On Thu, Feb 01, 2018 at 11:46:51AM +0000, Marc Zyngier wrote:
> We want SMCCC_ARCH_WORKAROUND_1 to be fast. As fast as possible.
> So let's intercept it as early as we can by testing for the
> function call number as soon as we've identified a HVC call
> coming from the guest.
Hmmm. How often is this expected to happen and what is the expected
extra cost of doing the early-exit handling in the C code vs. here?
I think we'd be better off if we only had a single early-exit path (and
we should move the FP/SIMD trap to that path as well), but if there's a
measurable benefit of having this logic in assembly as opposed to in the
C code, then I'm ok with this as well.
The code in this patch looks fine otherwise.
> Signed-off-by: Marc Zyngier <marc.zyng...@arm.com>
> arch/arm64/kvm/hyp/hyp-entry.S | 20 ++++++++++++++++++--
> 1 file changed, 18 insertions(+), 2 deletions(-)
> diff --git a/arch/arm64/kvm/hyp/hyp-entry.S b/arch/arm64/kvm/hyp/hyp-entry.S
> index e4f37b9dd47c..f36464bd57c5 100644
> --- a/arch/arm64/kvm/hyp/hyp-entry.S
> +++ b/arch/arm64/kvm/hyp/hyp-entry.S
> @@ -15,6 +15,7 @@
> * along with this program. If not, see <http://www.gnu.org/licenses/>.

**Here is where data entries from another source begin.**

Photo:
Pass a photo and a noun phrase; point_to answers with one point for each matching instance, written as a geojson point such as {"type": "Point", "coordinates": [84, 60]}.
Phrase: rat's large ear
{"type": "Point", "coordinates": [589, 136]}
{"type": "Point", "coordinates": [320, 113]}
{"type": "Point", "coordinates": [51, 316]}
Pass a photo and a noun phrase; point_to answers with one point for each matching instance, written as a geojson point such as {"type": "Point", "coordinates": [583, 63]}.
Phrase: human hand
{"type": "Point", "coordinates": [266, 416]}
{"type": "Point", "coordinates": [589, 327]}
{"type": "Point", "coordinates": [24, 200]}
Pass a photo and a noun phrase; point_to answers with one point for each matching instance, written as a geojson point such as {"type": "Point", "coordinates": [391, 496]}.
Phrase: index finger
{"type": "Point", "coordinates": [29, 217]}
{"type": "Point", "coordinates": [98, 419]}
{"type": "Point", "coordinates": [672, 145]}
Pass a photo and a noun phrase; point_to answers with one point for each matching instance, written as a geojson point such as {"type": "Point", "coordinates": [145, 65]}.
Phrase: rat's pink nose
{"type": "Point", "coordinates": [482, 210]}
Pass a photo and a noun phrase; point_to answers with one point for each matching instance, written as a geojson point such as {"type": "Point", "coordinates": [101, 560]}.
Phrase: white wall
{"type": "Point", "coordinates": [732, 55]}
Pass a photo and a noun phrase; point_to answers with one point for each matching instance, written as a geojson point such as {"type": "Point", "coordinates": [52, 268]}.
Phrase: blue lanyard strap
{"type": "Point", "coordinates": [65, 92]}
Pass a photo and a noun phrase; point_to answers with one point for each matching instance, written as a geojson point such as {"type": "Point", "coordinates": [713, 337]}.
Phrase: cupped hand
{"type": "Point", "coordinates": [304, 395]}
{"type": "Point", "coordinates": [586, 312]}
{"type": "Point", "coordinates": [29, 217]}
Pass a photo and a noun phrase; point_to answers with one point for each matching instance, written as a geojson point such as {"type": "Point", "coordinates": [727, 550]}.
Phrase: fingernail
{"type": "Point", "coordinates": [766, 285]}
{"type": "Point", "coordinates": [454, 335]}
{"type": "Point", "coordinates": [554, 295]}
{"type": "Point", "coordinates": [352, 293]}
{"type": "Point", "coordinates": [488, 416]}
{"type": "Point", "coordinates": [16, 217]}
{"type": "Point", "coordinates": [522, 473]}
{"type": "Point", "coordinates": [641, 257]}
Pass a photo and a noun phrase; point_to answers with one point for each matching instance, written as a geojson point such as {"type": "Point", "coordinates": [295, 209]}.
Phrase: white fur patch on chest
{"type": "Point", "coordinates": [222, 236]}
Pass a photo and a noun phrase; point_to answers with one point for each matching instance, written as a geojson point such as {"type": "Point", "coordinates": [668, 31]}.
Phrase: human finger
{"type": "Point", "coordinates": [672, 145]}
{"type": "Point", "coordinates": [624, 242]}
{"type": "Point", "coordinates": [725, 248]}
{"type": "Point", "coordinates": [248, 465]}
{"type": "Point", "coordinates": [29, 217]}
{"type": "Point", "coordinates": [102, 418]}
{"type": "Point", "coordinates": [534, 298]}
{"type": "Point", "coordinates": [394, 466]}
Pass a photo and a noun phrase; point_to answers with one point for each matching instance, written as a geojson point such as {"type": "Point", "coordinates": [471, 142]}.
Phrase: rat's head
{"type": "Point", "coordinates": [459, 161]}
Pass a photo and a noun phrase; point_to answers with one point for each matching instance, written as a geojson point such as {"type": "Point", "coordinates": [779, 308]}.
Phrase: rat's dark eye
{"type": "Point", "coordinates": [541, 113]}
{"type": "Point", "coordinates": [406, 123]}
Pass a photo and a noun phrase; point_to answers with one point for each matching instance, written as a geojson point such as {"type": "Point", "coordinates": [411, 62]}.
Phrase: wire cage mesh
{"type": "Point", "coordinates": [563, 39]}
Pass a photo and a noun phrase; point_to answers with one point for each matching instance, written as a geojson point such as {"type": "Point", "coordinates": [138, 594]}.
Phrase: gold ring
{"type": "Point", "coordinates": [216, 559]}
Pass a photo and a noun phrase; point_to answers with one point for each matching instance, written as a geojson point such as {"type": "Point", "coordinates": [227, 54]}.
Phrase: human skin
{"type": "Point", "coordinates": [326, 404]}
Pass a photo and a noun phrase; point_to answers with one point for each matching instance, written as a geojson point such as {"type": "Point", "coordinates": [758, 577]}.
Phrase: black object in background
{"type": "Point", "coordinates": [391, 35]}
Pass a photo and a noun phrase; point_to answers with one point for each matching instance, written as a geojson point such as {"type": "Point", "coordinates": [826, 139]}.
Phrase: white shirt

> +#include <linux/arm-smccc.h>
> #include <linux/linkage.h>
> #include <asm/alternative.h>
> @@ -64,10 +65,11 @@ alternative_endif
> lsr x0, x1, #ESR_ELx_EC_SHIFT
> cmp x0, #ESR_ELx_EC_HVC64
> + ccmp x0, #ESR_ELx_EC_HVC32, #4, ne
> b.ne el1_trap
> - mrs x1, vttbr_el2 // If vttbr is valid, the 64bit guest
> - cbnz x1, el1_trap // called HVC
> + mrs x1, vttbr_el2 // If vttbr is valid, the guest
> + cbnz x1, el1_hvc_guest // called HVC
> /* Here, we're pretty sure the host called HVC. */
> ldp x0, x1, [sp], #16
> @@ -100,6 +102,20 @@ alternative_endif
> + /*
> + * Fastest possible path for ARM_SMCCC_ARCH_WORKAROUND_1.
> + * The workaround has already been applied on the host,
> + * so let's quickly get back to the guest. We don't bother
> + * restoring x1, as it can be clobbered anyway.
> + */
> + ldr x1, [sp] // Guest's x0
> + eor w1, w1, #ARM_SMCCC_ARCH_WORKAROUND_1
> + cbnz w1, el1_trap
> + mov x0, x1
> + add sp, sp, #16
> + eret
> * x0: ESR_EC